He had all the appearance of one who had gone quite
mad, and as he bounded near them, his tomahawk circling
about his head, the French guards shrank back, awed,
and, at the same time, not wishing to have any conflict
with their red allies, who must be handled with the
greatest care.
The man paused a moment before the
young prisoner, whirled his tomahawk about his head
and uttered a ferocious shout. Robert looked straight
into the burning eyes, started violently and then
became outwardly calm, though every nerve and muscle
in him was keyed to the utmost tension. “To
the lake!” exclaimed the Indian under his breath
and then he danced toward the water.
Robert did not know at first what
the words meant, and he waited in indecision, but
he saw that the care of the guards, owing to the confusion,
the fact that the battle was over, and the rejoicing
for victory, was relaxed. It would seem, too,
that escape at such a time and place was impossible,
and that circumstance increased their inattention.
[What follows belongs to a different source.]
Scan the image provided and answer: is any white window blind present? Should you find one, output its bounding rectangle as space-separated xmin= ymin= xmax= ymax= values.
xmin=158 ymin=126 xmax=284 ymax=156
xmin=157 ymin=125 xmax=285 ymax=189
The youth watched the dancing warrior,
who was now moving toward the water, over which the
darkness of night had spread. But the lake was
groaning with a wind from the north, and several canoes
near the beach were bobbing up and down. The
dancer paused a moment at the very edge of the water,
and looked back at Robert. Then he advanced into
the waves themselves.
All the young prisoner’s indecision
departed in a flash. The signal was complete
and he understood. He sprang violently against
the French soldier who stood nearest him and knocked
him to the ground. Then with three or four bounds
he was at the water’s edge, leaping into the
canoe, just as Tayoga settled himself into place there,
and, seizing a paddle, pushed away with powerful shoves.
Robert nearly upset the canoe, but
the Onondaga quickly made it regain its balance, and
then they were out on the lake under the kindly veil
of the night. The fugitive said nothing, he knew
it was no time to speak, because Tayoga’s powerful
back was bending with his mighty efforts and the bullets
were pattering in the water behind them. It was
luck that the canoe was a large one, partaking more
of the nature of a boat, as Robert could remain concealed
on the bottom without tipping it over, while the Onondaga
continued to put all his nervous power and skill into
his strokes. It was equally fortunate, also,
that the night had come and that the dusk was thick,
as it distracted yet further the hasty aim of the French
and Indians on shore. One bullet from a French
rifle grazed Robert’s shoulder, another was
deflected from Tayoga’s paddle without striking
it from his hand, but in a few minutes they were beyond
the range of those who stood on the bank, although
lead continued to fall in the water behind them.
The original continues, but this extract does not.